Changes in lending markets outstripped in many ways the regulatory changes in response, and these ways included the way loans are made.

As loan terms evolved and became more complex, mandated federal disclosures did not change quickly enough to make these terms comprehensible. As a result, borrowers were not well equipped to evaluate whether loans were suitable for them and may have agreed to loans that were not in their best interests.

Our major mechanism for conveying information about mortgages is the federal Truth in Lending Act, which is intended to disclose information about consumer loans simply and clearly. But evidence is mounting that the law failed many borrowers.

A 2007 Federal Trade Commission study of mortgage borrowers found that many did not understand key loan terms. Thus, half, when asked, could not state the amount of a loan even with the loan form in front of them.

As for features that are common in complex loans, two-thirds of the borrowers could not tell from a form that a penalty would be charged for refinancing within two years, and 30% did not realize that the form they were looking at disclosed a large, "balloon" payment at the loan's maturity.

Even this level of understanding assumes that people read mortgage documents. But that too is in doubt.

Recent studies have begun to confirm the long-entertained intuition that many people do not read the contracts they enter into, thwarting the possibility that they could detect problems in the contracts — such as balloon payments. In one study, 95% of the subjects signed a form without noticing that it bound them to do push-ups and administer electric shocks to others, even if they were screaming in pain. Though these studies do not settle the matter conclusively, they do raise questions about how many people learn from documents what they need in order to act in their best interests.

In sum, we have lost a significant check on the making of unwise loans. Our system permits borrowers to make inappropriate judgments because they cannot understand loan terms or are unwilling to try to understand them.

Though it is tempting to say of this latter group that they should bear the consequences of their own negligence, the fact that we are all bearing the consequences gives us an interest in preventing such negligence from recurring.

What should we do? Policymakers have already begun revising disclosure forms to increase the likelihood that those who can learn from written disclosures will be able to determine whether a particular loan is right for them. This process should continue.

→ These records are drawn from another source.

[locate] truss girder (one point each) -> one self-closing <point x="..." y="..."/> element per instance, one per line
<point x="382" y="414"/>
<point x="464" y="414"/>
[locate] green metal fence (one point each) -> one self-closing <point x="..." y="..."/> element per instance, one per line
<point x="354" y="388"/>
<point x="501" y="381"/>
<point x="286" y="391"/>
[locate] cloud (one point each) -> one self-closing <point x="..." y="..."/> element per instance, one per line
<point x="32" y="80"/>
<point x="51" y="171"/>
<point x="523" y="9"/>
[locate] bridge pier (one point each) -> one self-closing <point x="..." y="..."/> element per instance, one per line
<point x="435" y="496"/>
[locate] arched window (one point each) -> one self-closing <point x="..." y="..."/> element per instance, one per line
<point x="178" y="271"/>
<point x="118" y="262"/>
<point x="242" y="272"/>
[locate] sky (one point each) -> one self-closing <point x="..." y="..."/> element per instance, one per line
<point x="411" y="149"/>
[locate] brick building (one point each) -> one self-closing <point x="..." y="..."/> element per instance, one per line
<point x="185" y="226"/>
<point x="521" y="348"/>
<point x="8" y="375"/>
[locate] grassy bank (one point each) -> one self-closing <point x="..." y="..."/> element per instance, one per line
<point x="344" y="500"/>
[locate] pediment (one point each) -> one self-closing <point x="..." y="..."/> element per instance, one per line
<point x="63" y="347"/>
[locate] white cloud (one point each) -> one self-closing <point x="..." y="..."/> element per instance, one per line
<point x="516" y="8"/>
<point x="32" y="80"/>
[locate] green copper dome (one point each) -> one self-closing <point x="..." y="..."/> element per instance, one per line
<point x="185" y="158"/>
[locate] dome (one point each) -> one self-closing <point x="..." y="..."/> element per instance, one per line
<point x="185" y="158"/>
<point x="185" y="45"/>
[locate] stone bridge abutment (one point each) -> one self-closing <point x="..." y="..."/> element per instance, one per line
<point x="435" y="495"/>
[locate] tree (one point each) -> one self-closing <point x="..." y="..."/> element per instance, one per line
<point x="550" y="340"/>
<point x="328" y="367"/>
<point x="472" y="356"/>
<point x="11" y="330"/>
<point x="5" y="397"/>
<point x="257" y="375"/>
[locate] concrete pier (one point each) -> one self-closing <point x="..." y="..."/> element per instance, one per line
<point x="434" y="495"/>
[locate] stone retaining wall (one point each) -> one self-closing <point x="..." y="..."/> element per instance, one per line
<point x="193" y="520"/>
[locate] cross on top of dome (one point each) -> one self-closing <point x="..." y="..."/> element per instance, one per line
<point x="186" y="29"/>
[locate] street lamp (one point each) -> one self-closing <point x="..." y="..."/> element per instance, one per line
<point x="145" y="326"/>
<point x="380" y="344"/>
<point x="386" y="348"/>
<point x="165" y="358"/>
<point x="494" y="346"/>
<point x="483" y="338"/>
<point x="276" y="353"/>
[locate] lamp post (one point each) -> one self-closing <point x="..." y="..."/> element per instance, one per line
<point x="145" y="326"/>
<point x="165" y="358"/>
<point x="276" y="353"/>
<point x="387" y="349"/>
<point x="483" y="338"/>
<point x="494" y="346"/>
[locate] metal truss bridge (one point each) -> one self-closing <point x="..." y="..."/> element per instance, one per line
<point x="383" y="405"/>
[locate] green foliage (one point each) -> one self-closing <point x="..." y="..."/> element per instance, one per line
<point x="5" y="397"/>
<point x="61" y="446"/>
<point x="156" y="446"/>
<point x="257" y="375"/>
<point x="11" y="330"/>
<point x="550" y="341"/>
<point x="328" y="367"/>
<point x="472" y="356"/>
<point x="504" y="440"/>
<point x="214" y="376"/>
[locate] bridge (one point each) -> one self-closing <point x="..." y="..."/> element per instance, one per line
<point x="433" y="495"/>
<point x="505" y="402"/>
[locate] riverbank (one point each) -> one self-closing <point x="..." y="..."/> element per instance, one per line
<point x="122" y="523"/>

But we should also recognize that some consumers are unlikely to learn from written disclosures and adopt measures that will communicate to them what they need to know. Such borrowers may need a disinterested counselor — not a mortgage broker who will profit if the loan is made — to walk them through loan terms and explain what they need to know.

Perhaps we should administer tests to loan applicants to see whether they understand their loan terms; those who fail should not be permitted to borrow unless a neutral counselor certifies that they understand the terms.

And it may be that some loan terms should be outlawed because they are too confusing. We need to install additional checks on lending, and one way to do this is to insure that borrowers understand their loan obligations.